To set up the correct package dependencies when deploying outside of our local machine, we relied on Anaconda and .yml files to build a new environment with conda env create -f environment.yml.
- The quickest way to create a .yml file is to activate a conda environment locally where we have our flask app working and export by running conda env export > NAME_OF_ENVFILE.yml.
- However, depending on what else we’re doing with our env, this may end up creating more dependencies than we need to run our app. Another way is that we can create a new env (conda create -n myenv python=3.6), conda install the bare minimum packages we know we need (like flask, pip, pytorch), attempt to run the flask app, check which missing package errors pop up, and iteratively install packages until no more errors appear and the app runs successfully. This way, we create an env file that only has what the app needs and no more:

name: coco-app
channels:
  - pytorch
  - defaults
dependencies:
  - python>=3.6
  - pip
  - cython>=0.28
  - pyyaml
  - flask==0.12.2
  - torchvision=0.2
  - pytorch=0.3.1
  - pip:
    - opencv-python>=3.4
    - gunicorn>=19.8

To deploy remotely, pick a host of choice. We used Paperspace c2 instance out of familarity but AWS, DigitalOcean, etc should all work. We selected an Ubuntu 16.04 template, installed Anaconda, uploaded our .yml file we created in the last step, conda env create, waited for everything to download, activate dthe env, python run.py, browsed to the public ip and the correct port, and that’s it, at least for local testing purposes.
- We first tried to deploy on Heroku but we couldn’t find a way to get around the slug size limit of 500MB when the pytorch package alone is ~500MB. In retrospect, the free tier of Heroku wouldn’t have worked anyways because it only has 512MB of RAM when we need between 512MB-1GB. So the morale of this story I guess is don’t use Heroku?
- We also needed to install a few random system packages and open up port 5000 in the firewall: sudo ufw allow 5000
For more stable deployment, we added Gunicorn and Nginx to handle the Flask app. Here is a great tutorial which we followed without any issue: https://www.digitalocean.com/community/tutorials/how-to-serve-flask-applications-with-gunicorn-and-nginx-on-ubuntu-16-04

So that’s the 12 step plan! Speaking for myself as a newbie, this was my first time using many of these tools (flask, gunicorn, nginx) so I was happy to discover how lightweight and straightforward the deployment process can be. And take another opportunity to restate that this is NOT an exemplar of elegance or efficiency Thanks again to @ramesh for his expertise, intellectual generosity, and admirable patience in answering every back-to-basics question I had.
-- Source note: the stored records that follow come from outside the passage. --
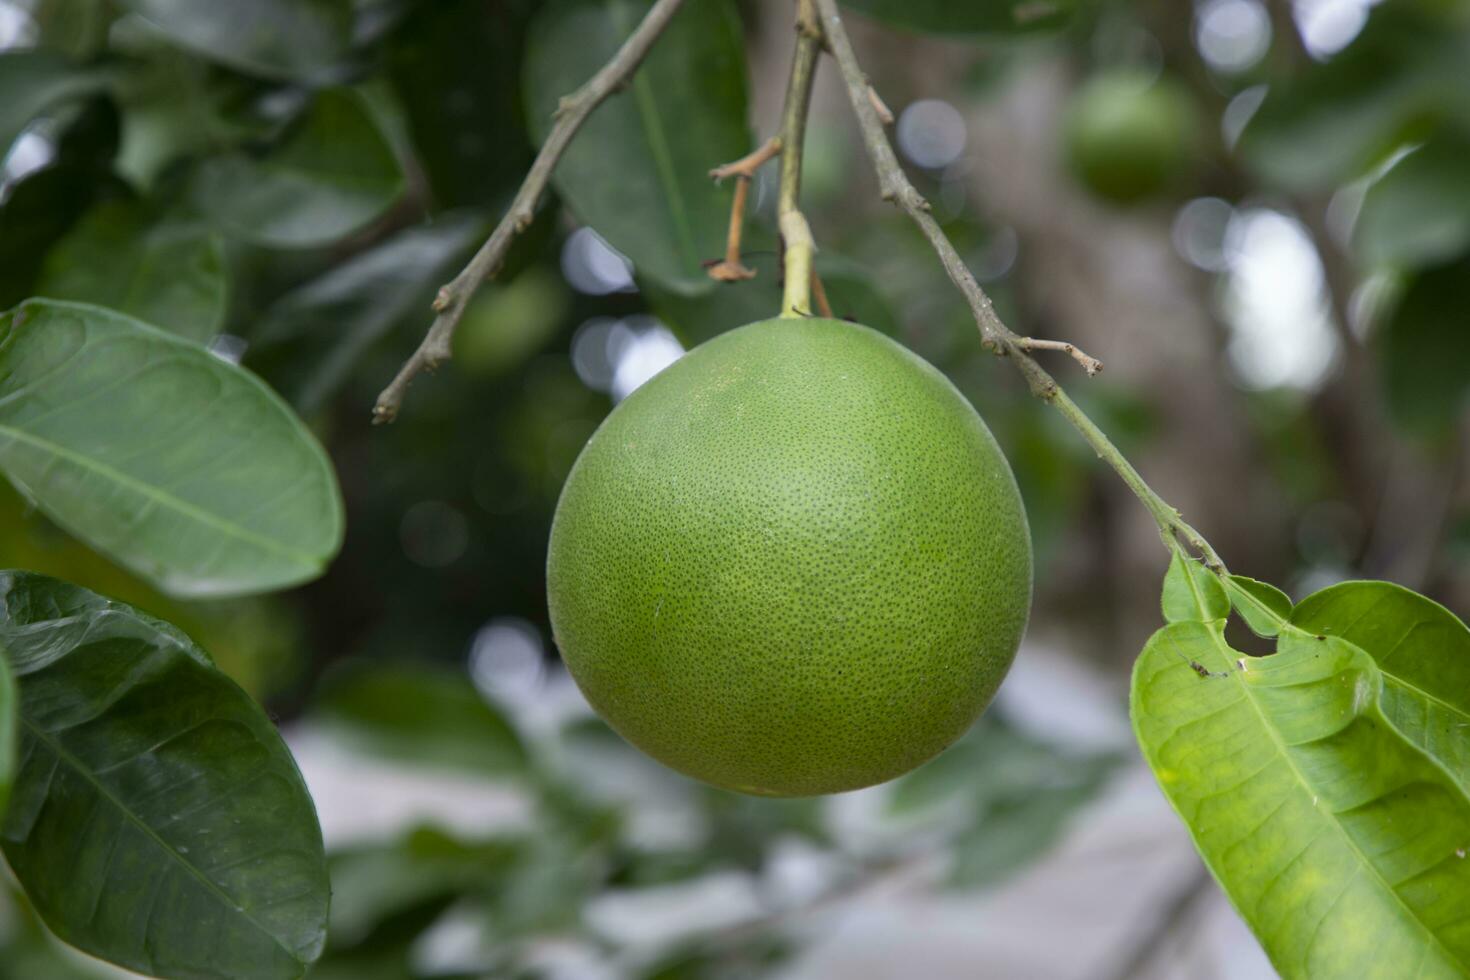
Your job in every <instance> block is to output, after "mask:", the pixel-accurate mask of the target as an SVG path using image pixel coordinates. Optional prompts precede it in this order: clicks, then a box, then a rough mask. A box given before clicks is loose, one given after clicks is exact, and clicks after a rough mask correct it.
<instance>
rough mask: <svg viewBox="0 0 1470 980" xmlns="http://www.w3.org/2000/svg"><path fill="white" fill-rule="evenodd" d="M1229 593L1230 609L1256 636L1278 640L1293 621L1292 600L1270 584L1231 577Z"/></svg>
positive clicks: (1240, 574)
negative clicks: (1281, 633)
mask: <svg viewBox="0 0 1470 980" xmlns="http://www.w3.org/2000/svg"><path fill="white" fill-rule="evenodd" d="M1226 592H1229V594H1230V605H1233V607H1235V611H1236V613H1239V614H1241V619H1242V620H1245V624H1247V626H1250V627H1251V630H1252V632H1254V633H1255V635H1257V636H1276V635H1277V633H1279V632H1280V629H1282V624H1285V621H1286V620H1288V619H1291V597H1289V595H1286V594H1285V592H1282V591H1280V589H1277V588H1276V586H1274V585H1272V583H1270V582H1257V580H1255V579H1248V577H1245V576H1244V574H1232V576H1230V580H1229V583H1227V585H1226ZM1185 619H1191V617H1185Z"/></svg>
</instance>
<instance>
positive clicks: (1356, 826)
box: [1132, 582, 1470, 980]
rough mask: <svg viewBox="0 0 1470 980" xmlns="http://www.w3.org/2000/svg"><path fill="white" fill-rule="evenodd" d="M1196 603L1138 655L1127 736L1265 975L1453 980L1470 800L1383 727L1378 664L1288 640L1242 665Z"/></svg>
mask: <svg viewBox="0 0 1470 980" xmlns="http://www.w3.org/2000/svg"><path fill="white" fill-rule="evenodd" d="M1176 585H1182V586H1185V588H1188V582H1176ZM1195 598H1197V607H1195V608H1197V617H1195V619H1194V620H1183V619H1180V620H1177V621H1173V623H1170V624H1169V626H1166V627H1164V629H1161V630H1158V632H1157V633H1154V636H1152V639H1150V641H1148V645H1147V646H1145V648H1144V652H1142V654H1141V655H1139V658H1138V663H1136V666H1135V670H1133V685H1132V716H1133V729H1135V733H1136V736H1138V742H1139V746H1141V748H1142V751H1144V758H1145V760H1147V761H1148V764H1150V767H1151V768H1152V770H1154V774H1155V777H1157V779H1158V785H1160V786H1161V788H1163V790H1164V795H1166V796H1167V798H1169V801H1170V804H1173V807H1175V810H1176V811H1177V813H1179V815H1180V818H1182V820H1183V823H1185V824H1186V826H1188V829H1189V833H1191V836H1192V837H1194V842H1195V846H1197V848H1198V849H1200V854H1201V855H1202V857H1204V860H1205V864H1207V865H1208V867H1210V870H1211V871H1213V873H1214V876H1216V879H1217V880H1219V882H1220V884H1222V886H1223V887H1225V890H1226V893H1227V895H1229V896H1230V901H1232V902H1233V904H1235V907H1236V908H1238V909H1239V912H1241V915H1242V917H1244V918H1245V921H1247V923H1248V924H1250V926H1251V929H1252V930H1254V932H1255V934H1257V937H1258V939H1260V940H1261V945H1263V946H1264V948H1266V952H1267V954H1269V955H1270V958H1272V962H1273V964H1274V965H1276V968H1277V970H1279V971H1280V974H1282V976H1283V977H1288V979H1294V977H1313V979H1333V977H1352V979H1354V980H1357V979H1364V977H1383V979H1394V977H1404V976H1417V977H1463V976H1464V974H1466V971H1467V970H1470V930H1466V927H1464V924H1466V918H1464V909H1466V908H1467V907H1470V861H1467V860H1466V857H1464V855H1466V848H1467V846H1470V798H1467V796H1466V793H1464V792H1463V789H1461V788H1460V786H1458V785H1457V783H1455V782H1454V780H1452V779H1451V777H1449V776H1448V774H1446V771H1445V770H1444V767H1442V765H1439V764H1438V763H1435V761H1433V760H1430V758H1429V757H1427V755H1424V754H1423V752H1420V751H1419V749H1417V748H1416V746H1413V745H1411V743H1410V742H1407V741H1405V739H1404V738H1402V735H1399V732H1398V730H1397V729H1395V726H1394V724H1392V723H1391V721H1389V720H1388V718H1386V717H1385V713H1383V710H1382V708H1380V698H1382V693H1383V685H1385V682H1383V676H1382V673H1380V670H1379V667H1377V664H1376V663H1374V661H1373V658H1372V657H1369V654H1366V652H1364V651H1363V649H1361V648H1358V646H1355V645H1352V644H1349V642H1347V641H1344V639H1342V638H1339V636H1324V638H1323V639H1317V638H1316V636H1314V635H1308V633H1302V632H1301V630H1297V629H1286V630H1283V632H1282V636H1280V639H1279V642H1277V652H1276V654H1274V655H1272V657H1260V658H1257V657H1247V655H1244V654H1241V652H1238V651H1233V649H1230V646H1229V645H1227V644H1226V639H1225V621H1223V620H1222V619H1216V616H1214V614H1216V610H1214V608H1213V605H1211V602H1208V601H1205V599H1204V594H1202V592H1201V591H1198V589H1195Z"/></svg>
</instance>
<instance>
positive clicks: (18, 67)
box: [0, 48, 107, 162]
mask: <svg viewBox="0 0 1470 980" xmlns="http://www.w3.org/2000/svg"><path fill="white" fill-rule="evenodd" d="M106 84H107V76H106V75H104V73H101V72H98V71H94V69H84V68H78V66H76V65H72V63H71V62H69V60H66V59H65V57H60V56H59V54H54V53H53V51H44V50H40V48H35V50H18V51H0V93H4V98H0V162H3V160H4V157H6V154H7V153H10V145H12V144H13V143H15V140H16V137H19V135H21V131H22V129H25V126H26V125H28V123H29V122H31V120H32V119H35V118H37V116H40V115H41V113H44V112H46V110H47V109H51V107H54V106H57V104H59V103H63V101H68V100H73V98H81V97H82V96H90V94H93V93H96V91H100V90H101V88H103V87H106Z"/></svg>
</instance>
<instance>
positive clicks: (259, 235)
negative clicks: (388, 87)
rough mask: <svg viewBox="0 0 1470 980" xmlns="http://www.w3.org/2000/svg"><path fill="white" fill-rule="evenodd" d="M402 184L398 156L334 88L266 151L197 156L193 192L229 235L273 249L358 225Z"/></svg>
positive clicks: (207, 210) (349, 229)
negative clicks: (196, 162) (218, 155)
mask: <svg viewBox="0 0 1470 980" xmlns="http://www.w3.org/2000/svg"><path fill="white" fill-rule="evenodd" d="M403 190H404V176H403V170H401V169H400V166H398V160H397V157H395V156H394V153H392V147H391V145H390V144H388V140H387V137H385V135H384V134H382V131H381V129H379V128H378V123H376V122H375V120H373V119H372V116H370V115H369V112H368V107H366V104H365V103H363V100H362V98H360V97H359V96H357V94H356V93H353V91H350V90H337V88H334V90H326V91H322V93H318V96H316V98H315V101H313V103H312V107H310V109H307V110H306V113H304V115H303V118H300V119H297V120H295V122H294V123H293V125H291V128H290V129H288V132H287V135H285V138H284V140H282V143H279V144H278V145H275V147H272V148H270V150H269V151H266V153H263V154H259V156H256V154H248V153H228V154H222V156H215V157H210V159H207V160H204V162H203V163H201V165H200V167H198V172H197V175H196V178H194V187H193V195H194V203H196V204H197V206H198V207H200V210H203V212H204V213H206V215H207V216H209V217H210V219H213V220H215V222H216V223H218V225H219V228H221V229H222V231H225V232H228V234H231V235H235V237H238V238H243V239H245V241H248V242H253V244H257V245H266V247H272V248H309V247H315V245H329V244H331V242H334V241H338V239H340V238H343V237H345V235H348V234H351V232H354V231H359V229H360V228H363V226H365V225H368V223H369V222H372V220H373V219H376V217H379V216H381V215H382V213H384V212H387V210H388V207H391V206H392V203H394V201H397V200H398V197H400V195H401V194H403Z"/></svg>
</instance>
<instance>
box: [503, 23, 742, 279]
mask: <svg viewBox="0 0 1470 980" xmlns="http://www.w3.org/2000/svg"><path fill="white" fill-rule="evenodd" d="M650 6H651V0H556V1H554V3H548V4H547V6H545V7H544V9H542V10H541V12H539V13H538V16H537V21H535V22H534V24H532V29H531V38H529V41H528V47H526V51H528V53H526V69H525V72H526V81H525V87H526V113H528V116H529V123H531V129H532V135H534V137H535V138H537V140H538V141H542V140H545V137H547V132H550V129H551V122H553V113H554V112H556V107H557V101H559V100H560V98H562V97H563V96H567V94H570V93H572V91H573V90H576V88H578V87H579V85H582V84H584V82H585V81H587V79H589V78H591V76H592V75H594V73H595V72H597V69H598V68H601V66H603V63H606V62H607V60H609V59H610V57H612V56H613V51H614V50H616V48H617V47H619V46H620V44H622V43H623V40H625V38H626V37H628V35H629V34H632V31H634V28H637V26H638V22H639V21H642V16H644V15H645V13H647V12H648V7H650ZM748 151H750V128H748V125H747V122H745V48H744V43H742V38H741V25H739V18H738V15H736V12H735V9H734V4H732V3H731V1H729V0H700V3H689V4H685V6H684V7H682V9H681V10H679V12H678V13H676V15H675V16H673V19H672V21H670V22H669V28H667V31H666V32H664V35H663V37H661V38H660V40H659V44H657V46H654V48H653V51H651V53H650V54H648V57H647V59H645V60H644V63H642V65H641V66H639V68H638V72H637V73H635V75H634V78H632V82H631V84H629V85H628V90H626V91H622V93H616V94H613V96H610V97H609V98H607V101H604V103H603V104H601V106H600V107H598V109H597V112H594V113H592V116H591V118H589V119H588V120H587V123H585V125H584V126H582V129H581V131H579V132H578V134H576V140H573V141H572V145H570V147H567V151H566V154H564V156H563V157H562V163H560V165H559V166H557V169H556V175H554V184H556V190H557V192H559V194H560V195H562V197H563V198H564V200H566V203H567V204H569V206H570V207H572V210H573V212H575V213H576V216H578V217H581V219H582V220H584V222H585V223H588V225H591V226H592V228H595V229H597V232H598V234H600V235H601V237H603V238H606V239H607V241H609V242H610V244H612V245H613V247H614V248H617V250H619V251H620V253H623V254H625V256H628V259H629V260H632V263H634V267H635V269H637V272H638V273H639V275H641V276H647V278H651V279H654V281H657V282H659V284H660V285H663V287H664V288H669V289H695V291H698V289H704V288H706V287H707V284H709V281H710V279H709V276H707V275H706V273H704V267H703V263H704V262H706V260H710V259H719V257H720V256H722V254H723V253H725V231H726V226H728V223H729V209H731V192H732V191H731V188H729V187H723V188H722V187H714V182H713V181H710V178H709V170H710V167H713V166H716V165H719V163H725V162H728V160H735V159H738V157H741V156H744V154H745V153H748Z"/></svg>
We were surprised there aren’t better online tutorials detailing the pytorch-flask deployment process end-to-end so we plan to write up a blog post (or a series if it gets too unwieldy). Please feel free to ask questions or suggest ways we could have executed or explained something better. I’m sure we forgot to mention crucial details or assumptions at the least. All feedback is helpful and welcomed!